The recent announcement that Devin Nunes was set to bring a lawsuit against the McClatchy newspaper service has brought about a fair amount of derision in media circles, unsurprisingly. Many members of the press are calling the suit meritless, and some even intone fear over what it means to have a sitting member of Congress looking to sue a major news organization. Meanwhile, these same hand-wringers are noticeably silent over a broader piece of overreach in Congress.

The basis of the Nunes suit is over an article that appeared in The Fresno Bee, a paper owned by McClatchy. The article concerned a business excursion that took place on a yacht, involving a number of winery executives where cocaine and prostitutes were reportedly known to be used. Nunes was not on board, but the framing of the article and the impression made by the headline implied his culpability.

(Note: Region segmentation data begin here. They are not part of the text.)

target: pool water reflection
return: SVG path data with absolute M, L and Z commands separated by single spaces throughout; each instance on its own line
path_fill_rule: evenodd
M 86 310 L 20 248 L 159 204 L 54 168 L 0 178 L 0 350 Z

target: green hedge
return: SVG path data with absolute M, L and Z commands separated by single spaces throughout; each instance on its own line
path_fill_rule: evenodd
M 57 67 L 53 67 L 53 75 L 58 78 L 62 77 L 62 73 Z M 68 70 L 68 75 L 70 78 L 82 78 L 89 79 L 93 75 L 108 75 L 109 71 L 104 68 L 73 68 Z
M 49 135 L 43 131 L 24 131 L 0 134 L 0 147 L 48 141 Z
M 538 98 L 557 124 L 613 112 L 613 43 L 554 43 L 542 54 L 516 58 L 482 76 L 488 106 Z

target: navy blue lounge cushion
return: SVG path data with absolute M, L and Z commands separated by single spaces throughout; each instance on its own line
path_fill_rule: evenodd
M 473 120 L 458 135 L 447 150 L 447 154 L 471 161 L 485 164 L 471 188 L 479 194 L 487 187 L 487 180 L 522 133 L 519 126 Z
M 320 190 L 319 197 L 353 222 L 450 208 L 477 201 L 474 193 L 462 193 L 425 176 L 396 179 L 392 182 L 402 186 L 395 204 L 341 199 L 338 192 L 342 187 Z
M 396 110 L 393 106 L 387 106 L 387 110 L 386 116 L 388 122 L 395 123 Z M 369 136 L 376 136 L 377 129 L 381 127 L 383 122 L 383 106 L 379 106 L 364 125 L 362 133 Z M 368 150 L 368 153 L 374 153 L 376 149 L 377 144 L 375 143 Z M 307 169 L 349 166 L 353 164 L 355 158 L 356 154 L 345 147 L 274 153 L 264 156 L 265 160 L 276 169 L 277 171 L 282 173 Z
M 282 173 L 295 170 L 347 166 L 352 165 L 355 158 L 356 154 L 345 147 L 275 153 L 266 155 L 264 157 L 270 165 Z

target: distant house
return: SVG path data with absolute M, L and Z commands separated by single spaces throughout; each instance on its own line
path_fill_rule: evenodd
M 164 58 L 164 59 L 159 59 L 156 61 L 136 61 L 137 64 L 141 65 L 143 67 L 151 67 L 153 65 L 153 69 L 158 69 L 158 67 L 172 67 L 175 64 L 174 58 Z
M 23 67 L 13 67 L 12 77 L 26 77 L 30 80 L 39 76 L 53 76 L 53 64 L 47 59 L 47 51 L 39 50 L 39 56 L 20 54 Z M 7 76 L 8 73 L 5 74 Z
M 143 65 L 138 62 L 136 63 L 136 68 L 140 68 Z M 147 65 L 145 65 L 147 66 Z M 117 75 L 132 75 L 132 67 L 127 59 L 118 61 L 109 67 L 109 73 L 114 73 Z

One of the executives was connected to a winery that Nunes is listed as a part owner. Moreover, the event was staged as an event to benefit charities, but the story headline described it as a “fundraiser”, implicating Nunes as being behind the event. It is for this reason that he is bringing the suit, as he contends the paper knew the details behind this event and intentionally framed the story to slander Nunes, and to impact his work investigating collusion in Congress.

Among the press members who deride this suit is CNN’s Oliver Darcy. The reporter is filled with doubts and scorn as he provides what sounds like a defense of McClatchy. “Nunes is getting ridiculed for his legal filings, first against Twitter, now against McClatchy,” writes Darcy, in Brian Stelter’s Reliable Sources newsletter. He adds, “In the meantime, as CNN legal analyst Renato Mariotti tweeted, ‘No one should cover his frivolous lawsuits without putting them in proper context.’”

To lend even more defense, Darcy provides a quote from Joshua Benton, of Harvard’s NiemanLab. “We should not overlook how awful this is. A sitting member of Congress suing a news organization on clearly nonsense grounds to harass a free press.” There are some stark differences however, regarding the Nunes suit, and the recent announcement that the House Oversight Committee wants to begin targeting investigations into Fox News.

On the HOC Chairman Elijah Cummings wants to obtain evidence from former Fox News reporter Diana Falzone, regarding a story she had about porn star Stormy Daniels and her affair with Donald Trump. Cummings wants to look into the matter, suspecting that the network killed the story ahead of the 2016 election to shield Trump.

The question is, what basis does Cummings have for this? What investigation is this attached to? None. There is no current crime or investigation taking place regarding this story; it is purely Cummings going on a fishing expedition hoping to come up with something – anything – tangible to weaponize. Whether he is targeting Fox News, or ultimately the President, this is a wild overstepping of authority — and CNN is notably silent about it.

Consider all of the outrage and furrowed-brow concern we have been subjected to over the past 2-plus years regarding “threats to the press”. Donald Trump’s willingness to call out the media complex and specifically name networks as purveyors of “fake news” has been said to be grievous threats to journalistic freedom and an overall threat to our democracy.

Yet when you have a governing body seeking to target a news outlet these same pearl-clutching hysterics are remarkably muted on the issue. CNN harbors a clear animus towards Fox News (Stelter and Darcy in particular trend towards obsession) so they do not object to seeing the bane of their industry coming under fire. Typical of their short-sightedness they do not see any level of setting a precedent. If they let this go without resistance they open the door for future — more hostile — administrations to have the tools to silence them.

The difference here is the Nunes suit is being brought by him, as a citizen. He is bringing it to the courts, where it can be weighed for validity and ruled accordingly. If it is as meritless as claimed it will be dismissed. Cummings and the HOC have less firm standards to adhere to in order to exert their influence on Fox News.

If Oliver & Company cheer this effort they will soon find themselves in a scenario of their making they will come to deeply regret. It is perplexing that after years of wailing about the threat the government is posing to them as individuals and as an industry they can placidly sit back and allow that same government to go after a segment of their industry in a hostile manner. It is just another example of a media complex that is utterly rudderless.